Personal information
- Full name: William Andrew Sangster
- Date of birth: 11 October 1978 (age 46)
- Original team(s): Prahran Dragons
- Draft: 33rd, 1996 National Draft
- Height: 198 cm (6 ft 6 in)
- Weight: 94 kg (207 lb)

Playing career^{1}
- Years: Club / Games (Goals)
- 1999: Sydney Swans / 2 (0)
- ^{1} Playing statistics correct to the end of 1999.

= Will Sangster =

Australian rules footballer

William Andrew "Will" Sangster (born 11 October 1978) is a former Australian rules footballer who played with the Sydney Swans in the Australian Football League (AFL).
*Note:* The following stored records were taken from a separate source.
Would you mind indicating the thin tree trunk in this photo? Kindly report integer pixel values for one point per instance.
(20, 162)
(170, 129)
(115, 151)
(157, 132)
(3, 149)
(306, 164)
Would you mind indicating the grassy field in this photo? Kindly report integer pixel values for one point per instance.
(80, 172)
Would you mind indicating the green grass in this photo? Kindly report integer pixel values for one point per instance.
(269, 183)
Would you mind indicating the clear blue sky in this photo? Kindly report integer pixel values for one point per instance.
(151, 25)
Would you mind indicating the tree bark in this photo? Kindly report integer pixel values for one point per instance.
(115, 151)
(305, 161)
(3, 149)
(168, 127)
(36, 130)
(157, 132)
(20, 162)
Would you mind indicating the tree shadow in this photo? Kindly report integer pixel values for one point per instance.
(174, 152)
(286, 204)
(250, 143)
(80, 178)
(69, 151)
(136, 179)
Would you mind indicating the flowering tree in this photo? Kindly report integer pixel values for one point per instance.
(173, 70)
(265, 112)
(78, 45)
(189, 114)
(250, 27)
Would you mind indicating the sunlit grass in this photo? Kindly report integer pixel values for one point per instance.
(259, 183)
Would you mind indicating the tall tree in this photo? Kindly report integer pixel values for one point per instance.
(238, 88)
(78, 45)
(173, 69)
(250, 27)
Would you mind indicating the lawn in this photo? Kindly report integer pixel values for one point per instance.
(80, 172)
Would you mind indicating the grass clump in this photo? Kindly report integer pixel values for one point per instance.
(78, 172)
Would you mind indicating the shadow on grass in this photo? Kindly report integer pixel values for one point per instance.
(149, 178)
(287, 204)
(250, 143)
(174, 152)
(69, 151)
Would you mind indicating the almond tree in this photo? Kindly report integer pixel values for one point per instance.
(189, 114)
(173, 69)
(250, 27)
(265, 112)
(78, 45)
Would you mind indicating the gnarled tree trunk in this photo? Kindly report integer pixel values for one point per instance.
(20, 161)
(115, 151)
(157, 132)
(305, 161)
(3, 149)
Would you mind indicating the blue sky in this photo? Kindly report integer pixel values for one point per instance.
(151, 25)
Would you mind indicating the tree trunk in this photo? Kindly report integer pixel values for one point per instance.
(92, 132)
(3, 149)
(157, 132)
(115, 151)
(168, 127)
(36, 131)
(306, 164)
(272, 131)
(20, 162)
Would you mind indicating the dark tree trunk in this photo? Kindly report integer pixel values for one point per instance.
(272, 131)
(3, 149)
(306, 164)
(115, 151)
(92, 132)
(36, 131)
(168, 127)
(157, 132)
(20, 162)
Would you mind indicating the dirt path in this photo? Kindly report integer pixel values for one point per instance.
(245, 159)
Sangster played his junior football at East Malvern and made TAC Cup appearances for the Prahran Dragons.

He was selected by Sydney with pick 33 in the 1996 National Draft.

A ruckman, Sangster made his debut against Hawthorn in round seven of the 1999 AFL season. He played his only other game the following week, against Geelong, sharing the ruck duties with Adam Goodes.

He later played for the Noble Park Football Club.

Sangster moved into the business world, in various roles within sales, marketing and general management focusing on US multinational companies spanning automotive and marine.